| Home | KCSE | Sitemap | Contact Us |  
Science Editing > Volume 6(2); 2019 > Article
Lammey: How publishers can work with Crossref on data citation


It aims to explain why data citation is important, how publishers and data repositories can do this and what use will be made of the information they provide. There are large benefits to be accrued from sharing research data such as guarantee of reproducibility and transparency. Consistent citation practice around data is essential to helping these benefits to be realized. Data citation metadata is being disseminated and used through its application programming interfaces and the Event Data application programming interface. Event Data extracts this information into a separate service, so data citations are pre-filtered from the Crossref metadata. There are two methods by which publishers can register data citation information with Crossref. The first method is to deposit data citations in the citation section of the metadata, i.e., the part containing the reference list of the article. The second method publishers can use to register data citations with Crossref is to use the relationships section of the metadata. There are a number of services already using Event Data to show information on data citation. To achieve the benefits of data citation, publishers or editors should have a data sharing and citation policy so that they share with their authors and readers.

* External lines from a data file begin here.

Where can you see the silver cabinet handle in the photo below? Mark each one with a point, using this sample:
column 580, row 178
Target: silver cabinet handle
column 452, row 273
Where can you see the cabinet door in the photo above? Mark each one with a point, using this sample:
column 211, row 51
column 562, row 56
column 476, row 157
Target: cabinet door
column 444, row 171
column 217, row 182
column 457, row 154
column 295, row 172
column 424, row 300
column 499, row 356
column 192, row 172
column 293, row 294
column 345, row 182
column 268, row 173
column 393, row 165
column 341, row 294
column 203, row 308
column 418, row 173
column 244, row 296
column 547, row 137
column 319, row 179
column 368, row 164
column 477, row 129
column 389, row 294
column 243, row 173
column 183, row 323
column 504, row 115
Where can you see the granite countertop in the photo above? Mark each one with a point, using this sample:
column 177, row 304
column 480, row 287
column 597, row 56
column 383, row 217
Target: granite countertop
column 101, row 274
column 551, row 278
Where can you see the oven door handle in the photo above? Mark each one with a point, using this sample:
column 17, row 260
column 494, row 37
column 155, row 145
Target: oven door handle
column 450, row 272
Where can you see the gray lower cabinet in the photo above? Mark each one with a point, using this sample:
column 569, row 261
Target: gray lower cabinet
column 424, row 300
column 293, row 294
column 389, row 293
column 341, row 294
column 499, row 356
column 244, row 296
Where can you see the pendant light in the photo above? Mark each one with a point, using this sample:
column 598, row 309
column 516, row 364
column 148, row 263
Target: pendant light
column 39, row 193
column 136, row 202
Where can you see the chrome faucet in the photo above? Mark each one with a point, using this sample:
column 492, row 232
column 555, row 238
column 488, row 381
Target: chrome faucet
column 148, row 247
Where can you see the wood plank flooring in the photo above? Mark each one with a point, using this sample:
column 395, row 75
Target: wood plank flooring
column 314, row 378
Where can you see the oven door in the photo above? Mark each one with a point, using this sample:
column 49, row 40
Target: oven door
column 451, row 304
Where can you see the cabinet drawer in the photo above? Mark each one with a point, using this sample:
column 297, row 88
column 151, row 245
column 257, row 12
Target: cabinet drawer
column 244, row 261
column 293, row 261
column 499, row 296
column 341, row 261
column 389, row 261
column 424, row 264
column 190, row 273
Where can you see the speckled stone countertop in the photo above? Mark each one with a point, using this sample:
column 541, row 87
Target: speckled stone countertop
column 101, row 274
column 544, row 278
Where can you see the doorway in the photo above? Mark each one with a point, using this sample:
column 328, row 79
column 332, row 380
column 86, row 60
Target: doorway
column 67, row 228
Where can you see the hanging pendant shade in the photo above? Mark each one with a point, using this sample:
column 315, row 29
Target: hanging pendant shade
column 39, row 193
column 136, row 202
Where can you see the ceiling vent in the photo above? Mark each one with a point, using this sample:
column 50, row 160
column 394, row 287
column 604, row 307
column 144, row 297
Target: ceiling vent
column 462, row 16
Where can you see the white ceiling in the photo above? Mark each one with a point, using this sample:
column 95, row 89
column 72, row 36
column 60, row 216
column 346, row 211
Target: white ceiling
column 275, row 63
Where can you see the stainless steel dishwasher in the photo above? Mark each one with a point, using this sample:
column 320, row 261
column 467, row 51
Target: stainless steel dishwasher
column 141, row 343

To put it simply, data citation is done when a journal article references the data the research was built upon or references, in the same way that a paper would normally provide a reference list to other scholarly resources, such as other papers. Even though an increasing number of researchers are starting to share their data, this data is often not cited in the same way as other publications. And it is not cited in a consistent way. This makes it hard to track how the data that underlies the research is actually being used if it’s sitting in a separate repository or on another website that is not linked to the paper in any way.
Making it easier to see these links between different types of research outputs will provide many benefits to the community. It aids transparency—showing the underlying data that produced the research results so that you can verify it—and reproducibility—if you can get the data is can make it easier to reproduce or reuse to replicate or build upon the research.
To incentivise the sharing of research data, researcher need credit for doing this. When they cite the data they use this forms the basis for a data credit system, i.e., a way to reward data sharing by looking at citation and other metrics to measure the impact of the data. Funders are keen to realise these benefits for the research they fund, and many are starting to bring in mandates around how data is published and shared.

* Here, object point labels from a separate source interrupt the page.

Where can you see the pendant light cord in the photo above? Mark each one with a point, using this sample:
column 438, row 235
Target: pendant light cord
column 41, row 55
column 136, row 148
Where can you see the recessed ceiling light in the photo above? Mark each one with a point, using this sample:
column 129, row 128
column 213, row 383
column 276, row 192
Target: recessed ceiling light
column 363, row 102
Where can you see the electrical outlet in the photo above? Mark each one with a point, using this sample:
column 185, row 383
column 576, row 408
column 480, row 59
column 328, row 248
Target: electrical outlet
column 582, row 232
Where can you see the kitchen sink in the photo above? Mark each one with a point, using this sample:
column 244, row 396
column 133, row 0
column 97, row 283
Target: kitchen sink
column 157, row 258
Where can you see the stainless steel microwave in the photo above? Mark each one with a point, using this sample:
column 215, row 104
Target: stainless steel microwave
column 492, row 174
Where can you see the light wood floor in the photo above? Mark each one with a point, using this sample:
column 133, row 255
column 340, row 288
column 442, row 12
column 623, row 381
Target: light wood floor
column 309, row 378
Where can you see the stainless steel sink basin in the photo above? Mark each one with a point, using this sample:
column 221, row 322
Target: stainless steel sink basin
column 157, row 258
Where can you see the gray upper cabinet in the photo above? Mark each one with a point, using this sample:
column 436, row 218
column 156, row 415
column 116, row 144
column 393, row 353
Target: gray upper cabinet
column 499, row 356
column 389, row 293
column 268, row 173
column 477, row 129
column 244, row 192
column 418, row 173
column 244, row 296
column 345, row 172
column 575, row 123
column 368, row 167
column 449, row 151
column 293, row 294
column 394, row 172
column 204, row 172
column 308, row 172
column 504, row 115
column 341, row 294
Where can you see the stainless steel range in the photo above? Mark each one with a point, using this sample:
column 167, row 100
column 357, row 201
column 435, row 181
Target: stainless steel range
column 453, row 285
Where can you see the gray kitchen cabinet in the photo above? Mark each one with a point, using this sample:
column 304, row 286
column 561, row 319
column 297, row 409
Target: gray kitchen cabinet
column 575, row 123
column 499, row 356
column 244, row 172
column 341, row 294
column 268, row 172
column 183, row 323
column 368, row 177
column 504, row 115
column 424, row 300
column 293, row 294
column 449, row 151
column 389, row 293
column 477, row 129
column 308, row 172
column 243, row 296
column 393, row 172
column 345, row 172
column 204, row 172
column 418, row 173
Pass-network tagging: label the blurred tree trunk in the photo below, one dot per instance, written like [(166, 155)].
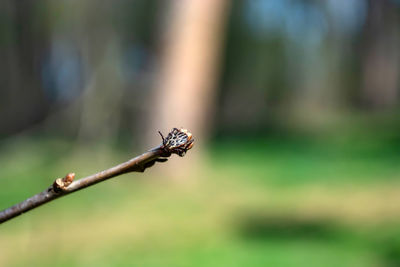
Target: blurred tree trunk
[(186, 88), (381, 56)]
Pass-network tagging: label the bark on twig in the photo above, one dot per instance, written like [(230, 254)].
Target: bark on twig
[(178, 142)]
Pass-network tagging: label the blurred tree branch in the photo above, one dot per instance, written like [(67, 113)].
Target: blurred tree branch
[(178, 141)]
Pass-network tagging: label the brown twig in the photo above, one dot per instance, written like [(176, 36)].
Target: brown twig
[(178, 142)]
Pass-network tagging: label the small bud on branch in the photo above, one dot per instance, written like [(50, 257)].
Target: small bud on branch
[(178, 141)]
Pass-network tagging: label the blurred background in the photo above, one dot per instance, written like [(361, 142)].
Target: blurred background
[(293, 105)]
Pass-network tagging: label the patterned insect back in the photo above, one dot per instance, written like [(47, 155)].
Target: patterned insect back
[(178, 141)]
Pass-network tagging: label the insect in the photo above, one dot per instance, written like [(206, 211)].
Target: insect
[(178, 141)]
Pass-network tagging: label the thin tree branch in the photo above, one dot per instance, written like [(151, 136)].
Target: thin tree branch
[(178, 141)]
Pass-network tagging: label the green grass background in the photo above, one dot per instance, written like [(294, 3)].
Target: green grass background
[(249, 202)]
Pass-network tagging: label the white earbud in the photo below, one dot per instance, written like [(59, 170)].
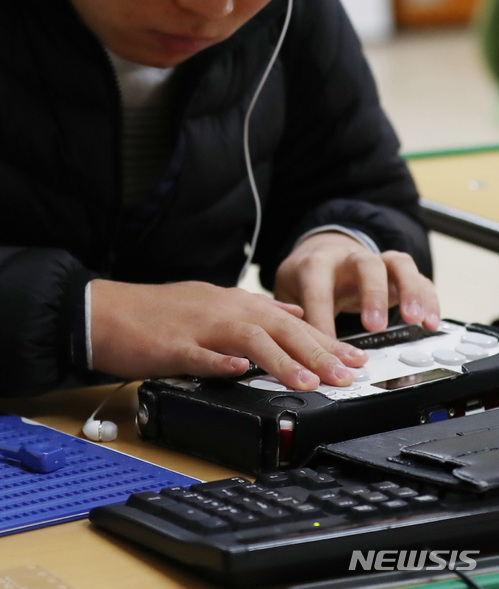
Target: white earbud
[(100, 431)]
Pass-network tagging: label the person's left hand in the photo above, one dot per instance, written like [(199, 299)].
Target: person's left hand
[(329, 273)]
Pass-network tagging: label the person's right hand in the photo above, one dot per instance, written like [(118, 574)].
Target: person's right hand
[(145, 331)]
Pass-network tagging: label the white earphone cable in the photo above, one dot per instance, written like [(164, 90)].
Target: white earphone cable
[(247, 154)]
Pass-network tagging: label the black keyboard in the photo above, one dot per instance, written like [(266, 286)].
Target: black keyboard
[(300, 524)]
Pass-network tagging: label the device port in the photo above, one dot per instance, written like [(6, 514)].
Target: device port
[(286, 441), (474, 406)]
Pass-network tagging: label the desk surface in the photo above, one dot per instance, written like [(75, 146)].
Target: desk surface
[(460, 194), (76, 554)]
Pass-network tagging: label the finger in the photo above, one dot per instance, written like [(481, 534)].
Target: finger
[(287, 352), (291, 308), (197, 361), (373, 288), (418, 301), (317, 298)]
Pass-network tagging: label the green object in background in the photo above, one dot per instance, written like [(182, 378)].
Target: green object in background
[(489, 23)]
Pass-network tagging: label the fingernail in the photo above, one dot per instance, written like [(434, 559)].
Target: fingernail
[(307, 377), (356, 353), (239, 364), (434, 319), (375, 319), (414, 309)]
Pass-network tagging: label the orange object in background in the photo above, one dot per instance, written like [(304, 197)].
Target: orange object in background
[(433, 12)]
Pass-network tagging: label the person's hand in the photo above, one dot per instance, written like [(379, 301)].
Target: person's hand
[(195, 328), (330, 273)]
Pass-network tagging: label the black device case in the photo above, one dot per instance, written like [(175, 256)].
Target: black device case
[(241, 427)]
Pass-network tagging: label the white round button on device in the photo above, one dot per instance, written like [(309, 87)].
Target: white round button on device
[(416, 358), (472, 351), (480, 339), (449, 357), (267, 384)]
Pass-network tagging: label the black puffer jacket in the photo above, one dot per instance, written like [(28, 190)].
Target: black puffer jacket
[(321, 147)]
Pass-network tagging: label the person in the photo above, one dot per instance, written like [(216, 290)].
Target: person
[(125, 221)]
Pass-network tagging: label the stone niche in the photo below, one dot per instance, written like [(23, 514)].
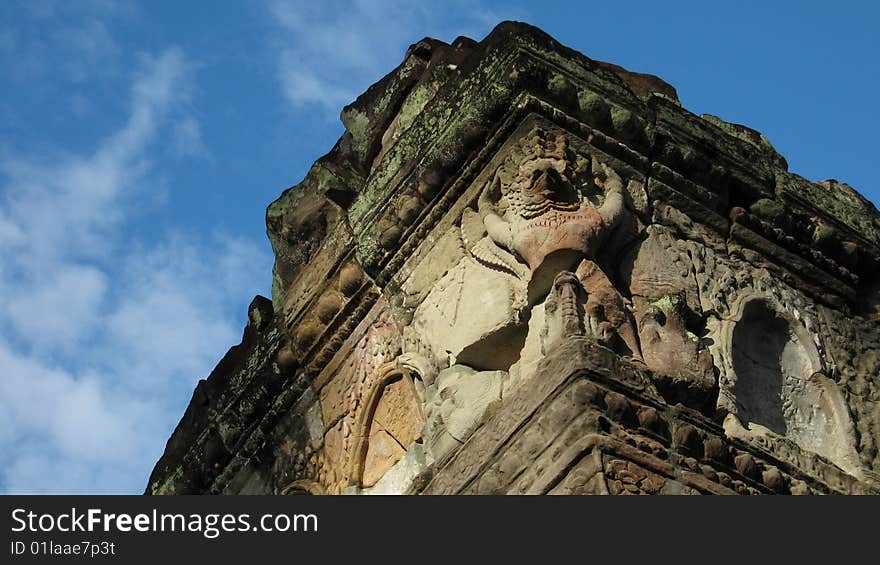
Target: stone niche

How Publishers Can Get Started

There are a few steps that publishers can work through to get to the point where they can register data citations with Crossref. DataCite, Crossref and others have collaborated on a paper that sets out what publishers need to do in a number of steps [1]. These are as follows: 1) develop a data policy that includes data citation; 2) explain to authors how they should be citing data in the submissions they make to their publications; 3) update internal workflows, DTD (Document Type Definition) check and instructions to suppliers (for example proofreaders, typesetters) about how to handle these citations; and 4) include the citations in the metadata that you register with Crossref so that these can be disseminated and used.
Many publishers are already taking steps to implement data citation policies, so others can learn from them, and recent case studies by Springer Nature and Taylor & Francis may also be of assistance [2]. They also provide information on how this information can be communicated to authors via the journal Instructions for Authors and their online submission systems.
Copyeditors, typesetters and other parties who prepare content for publication can be briefed on how to format data citations and data availability statements, and finally, there are a number of methods to register this information with Crossref when publishers deposit identifiers and metadata upon or just before publication.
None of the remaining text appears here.